A familiar frustration
A post on Hacker News argues that the internet many of us grew up with — where you could host a website from home, run peer-to-peer games, and punch holes straight through to another computer — has been quietly broken by IPv4 scarcity. The author recalls a time when Indian ISPs handed out public IPv4 addresses freely. Today, they contend, layers of NAT make those experiences rare or impossible. It’s a tone of frustration you can feel in the bones: nostalgic, annoyed, and a bit incredulous.
Numbers that sting
The post cites a table showing large disparities in IPv4 allocation — the United States holding roughly 43.7% of available addresses while India sits near 1.1%. It has been reported that the author also claims about 77% IPv6 adoption in India, a figure he uses to argue that a more decisive shift is feasible. The upshot is blunt: a handful of countries have the lion’s share of IPv4 space, and the rest cope with NAT contortions to make the internet work.
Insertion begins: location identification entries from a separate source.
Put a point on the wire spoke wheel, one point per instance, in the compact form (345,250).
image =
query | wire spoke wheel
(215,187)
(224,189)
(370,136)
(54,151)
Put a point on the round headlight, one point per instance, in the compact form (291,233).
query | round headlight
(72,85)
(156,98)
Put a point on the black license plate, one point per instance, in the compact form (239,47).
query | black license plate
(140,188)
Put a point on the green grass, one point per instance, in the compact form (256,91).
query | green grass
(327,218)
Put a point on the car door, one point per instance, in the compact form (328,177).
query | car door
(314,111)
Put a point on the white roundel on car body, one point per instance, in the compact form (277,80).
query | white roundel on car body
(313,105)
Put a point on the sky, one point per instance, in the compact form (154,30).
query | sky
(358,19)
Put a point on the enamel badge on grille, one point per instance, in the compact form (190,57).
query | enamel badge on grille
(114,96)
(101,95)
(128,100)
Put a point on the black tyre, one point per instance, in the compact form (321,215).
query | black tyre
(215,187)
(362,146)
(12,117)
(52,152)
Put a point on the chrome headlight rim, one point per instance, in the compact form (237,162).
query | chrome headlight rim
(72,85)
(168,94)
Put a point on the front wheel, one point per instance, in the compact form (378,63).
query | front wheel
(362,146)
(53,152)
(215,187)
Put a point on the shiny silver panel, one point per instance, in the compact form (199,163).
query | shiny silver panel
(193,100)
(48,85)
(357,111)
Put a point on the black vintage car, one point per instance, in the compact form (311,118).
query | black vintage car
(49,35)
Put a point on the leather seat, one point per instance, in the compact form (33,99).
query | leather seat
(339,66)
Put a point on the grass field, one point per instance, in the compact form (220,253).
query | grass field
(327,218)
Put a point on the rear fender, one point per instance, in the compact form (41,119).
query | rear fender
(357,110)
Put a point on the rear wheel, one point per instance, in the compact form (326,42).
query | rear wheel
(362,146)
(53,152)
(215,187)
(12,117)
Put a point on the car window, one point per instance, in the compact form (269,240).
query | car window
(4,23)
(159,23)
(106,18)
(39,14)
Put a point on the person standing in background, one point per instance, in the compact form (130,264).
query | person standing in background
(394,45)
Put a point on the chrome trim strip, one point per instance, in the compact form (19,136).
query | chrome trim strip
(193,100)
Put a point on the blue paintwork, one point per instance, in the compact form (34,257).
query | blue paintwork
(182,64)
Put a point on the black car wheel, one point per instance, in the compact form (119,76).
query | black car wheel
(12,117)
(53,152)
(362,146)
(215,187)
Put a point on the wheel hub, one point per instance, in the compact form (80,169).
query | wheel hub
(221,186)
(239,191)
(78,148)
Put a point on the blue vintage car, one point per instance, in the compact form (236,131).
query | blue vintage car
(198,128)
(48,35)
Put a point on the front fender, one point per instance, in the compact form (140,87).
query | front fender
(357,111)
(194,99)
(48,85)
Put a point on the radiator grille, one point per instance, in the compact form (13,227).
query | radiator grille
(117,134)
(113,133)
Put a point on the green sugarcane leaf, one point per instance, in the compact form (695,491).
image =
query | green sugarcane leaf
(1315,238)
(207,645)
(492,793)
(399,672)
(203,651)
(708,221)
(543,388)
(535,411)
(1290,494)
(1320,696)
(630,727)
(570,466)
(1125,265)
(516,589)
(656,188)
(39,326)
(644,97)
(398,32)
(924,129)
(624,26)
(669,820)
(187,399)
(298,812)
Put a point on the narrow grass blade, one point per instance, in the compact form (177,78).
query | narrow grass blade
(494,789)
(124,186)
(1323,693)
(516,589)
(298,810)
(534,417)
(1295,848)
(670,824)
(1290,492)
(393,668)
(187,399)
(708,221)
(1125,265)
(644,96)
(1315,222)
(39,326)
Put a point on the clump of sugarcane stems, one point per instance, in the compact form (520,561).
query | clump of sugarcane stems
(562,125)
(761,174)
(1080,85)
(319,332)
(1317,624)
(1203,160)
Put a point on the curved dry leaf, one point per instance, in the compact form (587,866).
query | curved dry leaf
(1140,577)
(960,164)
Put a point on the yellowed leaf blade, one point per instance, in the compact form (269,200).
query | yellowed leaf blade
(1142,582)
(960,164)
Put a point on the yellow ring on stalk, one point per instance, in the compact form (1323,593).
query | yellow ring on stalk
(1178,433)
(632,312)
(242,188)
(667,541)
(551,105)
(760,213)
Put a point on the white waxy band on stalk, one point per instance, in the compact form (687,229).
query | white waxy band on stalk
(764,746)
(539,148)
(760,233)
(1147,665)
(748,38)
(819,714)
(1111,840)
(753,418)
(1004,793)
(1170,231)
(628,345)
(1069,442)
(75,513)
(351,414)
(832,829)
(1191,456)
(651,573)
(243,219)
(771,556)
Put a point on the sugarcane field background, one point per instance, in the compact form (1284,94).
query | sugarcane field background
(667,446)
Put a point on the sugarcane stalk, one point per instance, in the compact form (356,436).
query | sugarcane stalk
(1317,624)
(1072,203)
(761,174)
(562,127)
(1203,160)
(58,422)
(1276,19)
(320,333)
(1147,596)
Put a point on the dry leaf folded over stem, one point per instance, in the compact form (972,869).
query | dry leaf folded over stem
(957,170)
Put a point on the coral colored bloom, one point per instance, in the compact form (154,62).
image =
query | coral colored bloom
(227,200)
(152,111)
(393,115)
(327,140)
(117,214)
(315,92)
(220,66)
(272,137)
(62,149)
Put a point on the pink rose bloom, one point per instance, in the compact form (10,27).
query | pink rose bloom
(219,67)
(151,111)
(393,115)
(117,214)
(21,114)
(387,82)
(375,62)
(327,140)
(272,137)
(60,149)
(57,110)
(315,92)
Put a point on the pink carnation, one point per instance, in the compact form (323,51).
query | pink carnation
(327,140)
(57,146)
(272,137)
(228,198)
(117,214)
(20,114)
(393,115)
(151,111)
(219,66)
A radical suggestion — and why it matters
Should India simply switch off IPv4? The author floats the idea, pointing out that the country has handled sweeping operational changes before — a dry reminder of demonetisation — so why not a hard migration to IPv6? It has been reported that this is proposed as a way to force the global ecosystem to move, to stop treating IPv4 as an eternal crutch. It reads like a bold, almost theatrical proposal — intended to jolt policy and industry, not merely to soothe enthusiasts.
Reality check and the way forward
Experts have long argued IPv6 is the technical long game: abundant address space, simpler end-to-end connectivity, fewer NAT headaches. Most modern devices support IPv6 already, but deployment mixes policy, incentives, and operational inertia. The post is less a technical manifesto than a prod — a reminder that the internet’s future depends on action, not nostalgia. Who’s willing to pull the switch? That, ultimately, is the political and commercial question.